8. Tal foi-lhe deferido por despacho datado de 05/10/2011.
9. Elaborado o levantamento topográfico, foram delimitadas e medidas as áreas a norte a sul do muro aludido pelo Perito que elaborou o relatório pericial na avaliação da verba n.º 1 da relação de bens.
10. Ora, de facto, nada também havia o interessado B… requerer, já que tal importava para saber ao certo qual a área do bem imóvel doada ao interessado Américo, distinguindo-a da sua, que nunca foi relacionada (a parcela situada a norte e que tem artigo autónomo).
11. Por douto despacho proferido em 02/01/2012, foi designado o dia 08/03/2012, pelas 14:00 horas para a realização da conferência de interessados.
12. Por requerimento apresentado em 02/02/2012, veio o cabeça-de-casal reiterar o pedido anteriormente formulado, nomeadamente requerer a avaliação de ambas as parcelas de terreno (a norte a sul do art.º 67º urbano).
13. Em 08/03/2012, e na sequência daquele requerimento, a Meritíssima Juíza a quo proferiu despacho a dar sem efeito a conferência de interessados agendada e ordenado que o Sr. Perito complementasse o seu relatório com as avaliações das duas parcelas de terreno em crise.

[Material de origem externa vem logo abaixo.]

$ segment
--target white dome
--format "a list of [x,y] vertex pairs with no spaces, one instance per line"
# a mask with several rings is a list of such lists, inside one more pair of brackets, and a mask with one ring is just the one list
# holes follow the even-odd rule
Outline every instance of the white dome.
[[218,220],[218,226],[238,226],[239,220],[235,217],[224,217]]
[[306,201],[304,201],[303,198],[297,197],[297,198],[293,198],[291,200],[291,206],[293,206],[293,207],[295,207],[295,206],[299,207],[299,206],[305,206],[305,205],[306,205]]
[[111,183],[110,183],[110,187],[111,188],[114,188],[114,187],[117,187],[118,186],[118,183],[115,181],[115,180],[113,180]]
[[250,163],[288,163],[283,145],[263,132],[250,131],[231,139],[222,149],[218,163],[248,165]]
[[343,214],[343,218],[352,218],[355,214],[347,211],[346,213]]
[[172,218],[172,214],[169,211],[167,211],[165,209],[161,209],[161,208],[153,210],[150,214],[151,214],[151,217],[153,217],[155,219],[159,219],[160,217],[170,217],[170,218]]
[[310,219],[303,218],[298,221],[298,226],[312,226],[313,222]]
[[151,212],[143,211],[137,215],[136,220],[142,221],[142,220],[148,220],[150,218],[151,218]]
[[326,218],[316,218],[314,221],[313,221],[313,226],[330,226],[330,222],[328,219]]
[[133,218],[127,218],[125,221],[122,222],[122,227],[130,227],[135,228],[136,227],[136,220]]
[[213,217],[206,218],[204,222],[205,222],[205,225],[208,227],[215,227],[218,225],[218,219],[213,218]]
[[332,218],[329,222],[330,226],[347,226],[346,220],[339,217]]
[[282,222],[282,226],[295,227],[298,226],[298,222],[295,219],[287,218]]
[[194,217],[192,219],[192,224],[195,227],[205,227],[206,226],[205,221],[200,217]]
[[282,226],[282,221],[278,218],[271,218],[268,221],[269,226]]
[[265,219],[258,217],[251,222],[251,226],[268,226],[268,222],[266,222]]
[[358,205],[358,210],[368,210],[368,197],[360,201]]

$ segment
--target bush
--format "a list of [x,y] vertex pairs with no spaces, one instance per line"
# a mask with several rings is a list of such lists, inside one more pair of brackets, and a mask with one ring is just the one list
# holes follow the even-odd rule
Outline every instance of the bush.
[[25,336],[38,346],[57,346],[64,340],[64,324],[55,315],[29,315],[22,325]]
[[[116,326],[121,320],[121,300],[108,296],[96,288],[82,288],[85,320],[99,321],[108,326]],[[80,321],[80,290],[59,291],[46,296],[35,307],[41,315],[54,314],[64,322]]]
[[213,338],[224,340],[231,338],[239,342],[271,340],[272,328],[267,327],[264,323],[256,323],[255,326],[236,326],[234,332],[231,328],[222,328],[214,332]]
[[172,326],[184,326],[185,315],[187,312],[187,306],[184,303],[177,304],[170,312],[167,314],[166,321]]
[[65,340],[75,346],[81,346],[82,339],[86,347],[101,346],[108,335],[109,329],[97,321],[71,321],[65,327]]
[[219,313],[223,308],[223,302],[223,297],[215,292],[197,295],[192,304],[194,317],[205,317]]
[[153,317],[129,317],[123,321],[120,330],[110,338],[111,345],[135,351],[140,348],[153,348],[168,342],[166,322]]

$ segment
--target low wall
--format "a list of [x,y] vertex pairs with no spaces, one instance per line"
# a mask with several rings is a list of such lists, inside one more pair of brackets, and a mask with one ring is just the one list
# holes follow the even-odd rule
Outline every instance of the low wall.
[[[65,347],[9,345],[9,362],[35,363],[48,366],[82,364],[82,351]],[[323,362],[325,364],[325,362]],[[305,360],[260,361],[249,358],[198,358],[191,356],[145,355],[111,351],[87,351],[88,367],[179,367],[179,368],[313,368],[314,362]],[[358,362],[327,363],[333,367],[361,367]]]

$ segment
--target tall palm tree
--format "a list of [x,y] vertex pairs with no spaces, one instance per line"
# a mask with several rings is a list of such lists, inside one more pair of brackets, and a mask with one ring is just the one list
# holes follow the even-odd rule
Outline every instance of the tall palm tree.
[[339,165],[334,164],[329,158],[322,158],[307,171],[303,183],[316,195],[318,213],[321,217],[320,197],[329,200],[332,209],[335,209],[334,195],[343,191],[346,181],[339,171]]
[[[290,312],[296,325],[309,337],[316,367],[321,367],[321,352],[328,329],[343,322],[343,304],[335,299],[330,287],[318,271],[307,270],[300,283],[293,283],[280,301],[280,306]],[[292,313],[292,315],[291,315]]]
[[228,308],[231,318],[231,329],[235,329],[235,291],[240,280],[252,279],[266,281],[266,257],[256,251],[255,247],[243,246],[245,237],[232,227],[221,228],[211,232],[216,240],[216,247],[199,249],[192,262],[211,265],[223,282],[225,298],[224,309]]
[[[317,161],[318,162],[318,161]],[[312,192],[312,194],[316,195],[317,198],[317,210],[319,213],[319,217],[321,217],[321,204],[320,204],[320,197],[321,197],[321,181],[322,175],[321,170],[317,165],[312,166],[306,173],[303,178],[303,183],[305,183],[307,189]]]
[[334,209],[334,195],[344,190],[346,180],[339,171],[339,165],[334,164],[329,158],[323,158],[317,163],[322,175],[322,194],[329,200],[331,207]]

14. Por requerimento apresentado em 22/03/2012, verificando que o cabeça-de-casal pretendia nos autos, de forma sub-reptícia, era incluir a parcela de terreno que é da propriedade do interessado B…, que nunca foi relacionado nos autos, veio o interessado B… dizer que lhe parecia ter havido lapso na determinação da avaliação dos dois espaços físicos que alegadamente compõem a verba n.º 1 (parte norte/parte sul), tendo em consideração as obras e benfeitorias realizadas em cada um dos espaços físicos, dado a mesma ser apenas pertinente a avaliação, no sentido de esclarecer e retificar a área referente ao prédio doado ao interessado C… e reduzir ou aumentar, em conformidade, o valor da avaliação.
15. Mais alegou o interessado B…, que já não interessaria para efeitos de partilhas neste inventário indicar o valor da parcela de 120m2 ou de 120,85m2 (nos termos do levantamento topográfico), porque sobre essa parcela construíram o interessado B… e mulher uma casa de habitação, e toda a sua área (que está para além do muro que a delimita do art.º 67º) passou a integrar o prédio inscrito na matriz predial urbana sob o art.º 555º e descrito na Conservatória do Registo Predial respetiva sob o n.º … da freguesia de Cardielos deste Conselho e aí inscrito a favor dos mesmos interessados, que o adquiriram por usucapião, estando, pois, o artigo 555º urbano, pois, absolutamente fora deste inventário.
16. Para prova do alegado, juntou o interessado B… certidão da caderneta predial, certidão predial e certidão de escritura de justificação.
17. Pelo que a questão da propriedade da parcela de terreno a norte, se suscitada por algum interessado, teria de ser apreciada em sede própria e em ação autónoma, pelo que só revelaria a avaliação da área de terreno situada a sul do muro e que compõe o art.º 67º urbano.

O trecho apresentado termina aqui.